The KellyBench results arrive at an interesting moment. Prediction markets on Kalshi currently price the probability of a broader AI bubble burst by December 2026 at roughly 20-23%, with significant volume behind those contracts. If frontier models cannot yet beat a football betting market, the timeline for autonomous financial agents displacing human analysts may be longer than the hype cycle suggests.
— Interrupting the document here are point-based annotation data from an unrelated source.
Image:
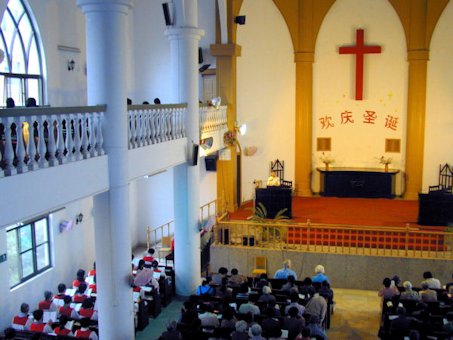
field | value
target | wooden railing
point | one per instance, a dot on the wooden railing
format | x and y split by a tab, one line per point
212	119
154	235
336	239
152	124
58	136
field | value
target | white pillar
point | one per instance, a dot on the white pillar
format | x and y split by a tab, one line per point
106	27
184	40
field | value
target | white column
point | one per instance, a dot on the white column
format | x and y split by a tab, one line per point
184	40
106	27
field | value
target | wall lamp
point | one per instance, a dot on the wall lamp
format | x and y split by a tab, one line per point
79	218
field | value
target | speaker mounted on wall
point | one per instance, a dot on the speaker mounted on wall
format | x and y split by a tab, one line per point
240	20
167	16
194	160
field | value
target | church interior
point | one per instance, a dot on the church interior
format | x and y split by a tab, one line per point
158	124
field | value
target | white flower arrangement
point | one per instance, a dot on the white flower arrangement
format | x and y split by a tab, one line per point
326	159
385	161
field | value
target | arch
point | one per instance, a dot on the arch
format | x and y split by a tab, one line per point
21	73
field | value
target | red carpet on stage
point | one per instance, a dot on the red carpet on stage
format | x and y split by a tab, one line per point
354	211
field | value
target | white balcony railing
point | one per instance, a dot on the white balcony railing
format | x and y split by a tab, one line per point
212	119
67	134
36	138
155	124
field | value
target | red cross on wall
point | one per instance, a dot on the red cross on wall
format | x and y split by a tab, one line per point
360	49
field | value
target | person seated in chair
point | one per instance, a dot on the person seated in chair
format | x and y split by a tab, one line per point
85	332
285	271
250	306
427	294
80	295
67	310
207	316
271	324
37	325
61	328
431	281
21	319
149	257
47	303
320	275
80	277
217	278
294	297
388	291
87	310
408	293
267	296
273	180
290	284
294	323
236	279
205	288
61	292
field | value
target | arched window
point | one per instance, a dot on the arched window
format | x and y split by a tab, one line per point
21	70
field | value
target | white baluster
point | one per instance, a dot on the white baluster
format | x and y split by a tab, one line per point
146	132
157	125
77	140
183	122
51	141
91	130
166	125
20	147
99	136
32	139
85	140
9	151
140	128
42	148
70	135
60	145
153	128
131	130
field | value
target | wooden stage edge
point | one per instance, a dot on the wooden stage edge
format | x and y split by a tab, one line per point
366	212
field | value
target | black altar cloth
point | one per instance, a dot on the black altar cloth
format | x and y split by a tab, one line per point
275	199
435	208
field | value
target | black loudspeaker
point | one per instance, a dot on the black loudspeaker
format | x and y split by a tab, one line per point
167	14
195	154
240	20
200	55
211	162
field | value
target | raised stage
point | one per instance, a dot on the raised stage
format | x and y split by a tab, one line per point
380	212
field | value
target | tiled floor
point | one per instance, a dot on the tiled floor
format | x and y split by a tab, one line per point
356	316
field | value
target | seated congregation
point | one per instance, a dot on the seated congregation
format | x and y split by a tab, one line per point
229	305
72	312
421	312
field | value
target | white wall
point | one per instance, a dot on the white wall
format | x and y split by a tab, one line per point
208	183
385	84
439	101
153	197
265	92
66	27
72	249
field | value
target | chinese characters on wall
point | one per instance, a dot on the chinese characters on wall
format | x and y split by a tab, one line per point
389	121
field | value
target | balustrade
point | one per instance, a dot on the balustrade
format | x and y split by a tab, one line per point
212	119
34	138
155	124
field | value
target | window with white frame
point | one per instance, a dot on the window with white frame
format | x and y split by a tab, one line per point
28	250
21	69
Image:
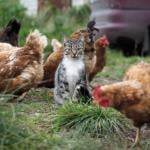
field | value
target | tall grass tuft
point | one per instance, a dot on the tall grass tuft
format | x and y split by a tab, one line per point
96	121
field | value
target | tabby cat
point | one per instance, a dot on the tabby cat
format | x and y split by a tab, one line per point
70	76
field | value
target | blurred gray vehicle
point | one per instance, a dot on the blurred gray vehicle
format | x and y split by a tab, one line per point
125	22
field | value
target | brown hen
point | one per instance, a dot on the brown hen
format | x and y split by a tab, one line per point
22	67
131	96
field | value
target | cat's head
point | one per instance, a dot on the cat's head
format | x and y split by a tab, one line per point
74	48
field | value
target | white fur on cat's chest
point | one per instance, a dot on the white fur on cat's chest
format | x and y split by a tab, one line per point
73	71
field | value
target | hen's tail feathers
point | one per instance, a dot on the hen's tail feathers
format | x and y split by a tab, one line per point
13	26
36	40
56	44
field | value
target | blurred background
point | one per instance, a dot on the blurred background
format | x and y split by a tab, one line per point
54	18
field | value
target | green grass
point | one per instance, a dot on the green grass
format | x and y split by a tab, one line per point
90	119
37	123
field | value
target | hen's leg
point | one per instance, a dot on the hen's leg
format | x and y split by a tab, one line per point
137	138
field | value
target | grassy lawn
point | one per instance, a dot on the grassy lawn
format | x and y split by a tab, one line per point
37	123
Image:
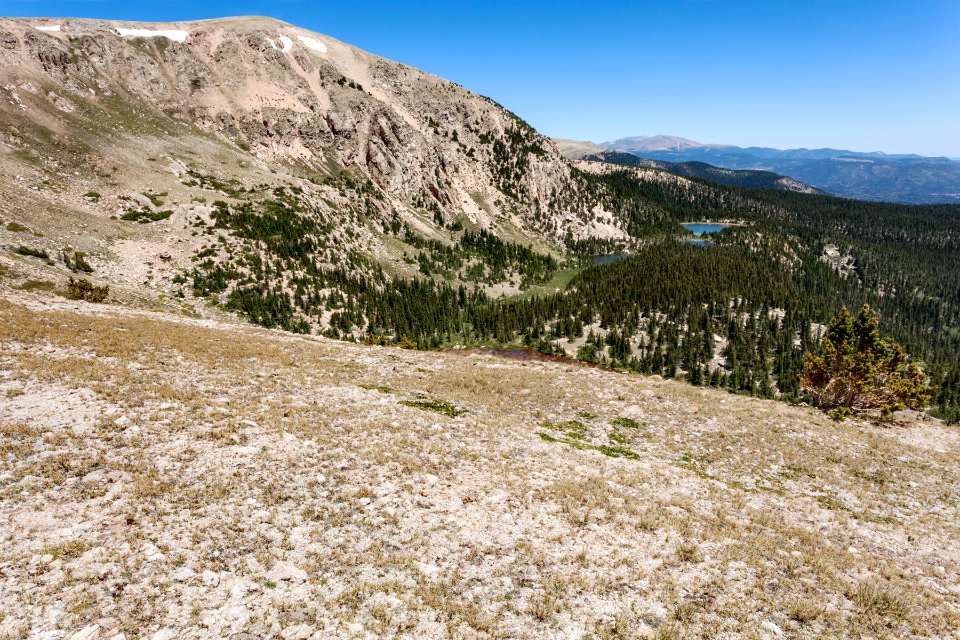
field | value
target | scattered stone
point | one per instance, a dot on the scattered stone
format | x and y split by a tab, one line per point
91	632
285	572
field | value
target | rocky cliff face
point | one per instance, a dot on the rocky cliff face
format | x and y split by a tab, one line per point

But the sophistication-ROI correlation also points to a clear improvement path. Models do not need to get fundamentally smarter — they need to get operationally disciplined. Future architectures with better long-horizon memory, systematic strategy persistence, and proper risk management frameworks could move up that sophistication curve significantly. The benchmark’s 44-point rubric essentially provides a roadmap: use fractional Kelly staking, build dynamic team ability models, handle promoted teams differently, adapt to mid-season form shifts.

The next generation of frontier models — likely arriving in the second half of 2026 — will be tested against the same KellyBench environment. Whether any of them can cross from net-negative to net-positive territory will be one of the most concrete signals we have for whether agentic AI is ready for real-money autonomous trading, or whether the humans still have time.

Key Takeaways

KellyBench matters because it measures what actually counts for autonomous agents: sustained competence under uncertainty across hundreds of sequential decisions. The results are a reality check for anyone expecting current AI to autonomously manage real-money betting portfolios. But the open benchmark, the clear sophistication-return signal, and the room for improvement all point to this being the beginning of a measurement framework, not a verdict on AI’s ultimate potential in betting markets.

The full paper and benchmark API are available at General Reasoning’s site.